- Church: Episcopal Church
- Diocese: Oklahoma
- Elected: December 14, 2019
- In office: 2020-present
- Predecessor: Edward J. Konieczny

Orders
- Ordination: January 2003
- Consecration: May 30, 2020 by Larry R. Benfield

Personal details
- Born: April 30, 1970 (age 56)
- Denomination: Anglican
- Spouse: Megan Reed ​(m. 2004)​
- Children: 3

= Poulson C. Reed =

American cleric (born 1970)

Poulson C. Reed (born April 30, 1970) is an American cleric who is the bishop of the Episcopal Diocese of Oklahoma.

==Biography==
On August 8, 2020, Reed succeeded the Rt. Rev. Edward J. Konieczny as bishop of Oklahoma. At the time of his election on December 14, 2019, Reed was rector of All Saints’ Episcopal Church and Day School in Phoenix, Arizona. He was elected by the diocesan convention on the second ballot. There was one other candidate, the Rev. Scott Gunn of Cincinnati, Ohio.

Before becoming rector in 2009, Reed served St. John's Cathedral in Denver, Colorado, as canon from 2002 to 2007 and as sub-dean from 2007 to 2009.

Reed was consecrated bishop on May 30. 2020 at St. Paul's Cathedral in Oklahoma City. His consecration was delayed over a month due to the COVID-19 pandemic and occurred with a minimum number of people present. All Saints' Episcopal Church, in Phoenix, was unable to find a new permanent rector until March 19, 2023, when the Rev. Dr. Perry Michael Pauley, became Rector.

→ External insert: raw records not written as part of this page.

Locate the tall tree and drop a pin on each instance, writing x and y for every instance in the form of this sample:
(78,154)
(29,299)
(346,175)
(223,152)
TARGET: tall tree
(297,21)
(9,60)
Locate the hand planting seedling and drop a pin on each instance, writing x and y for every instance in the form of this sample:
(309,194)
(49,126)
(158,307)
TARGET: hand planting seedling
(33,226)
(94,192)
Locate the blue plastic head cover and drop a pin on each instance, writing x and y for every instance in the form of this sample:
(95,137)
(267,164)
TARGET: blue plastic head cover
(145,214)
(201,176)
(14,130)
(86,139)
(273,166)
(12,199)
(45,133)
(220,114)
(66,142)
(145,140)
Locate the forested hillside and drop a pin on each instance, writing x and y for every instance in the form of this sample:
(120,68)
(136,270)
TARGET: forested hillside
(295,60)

He is married and has three sons.

==Education==
Reed was educated at the St Christopher’s School in Richmond, Virginia, and then at the University of Virginia from where he graduated in 1992 with a double major in English and Religion. He also studied at the University of Utah from where he earned a Master of Fine Arts in Creative Writing, and later at the Yale Divinity School from where he graduated with a Master of Divinity in 1997.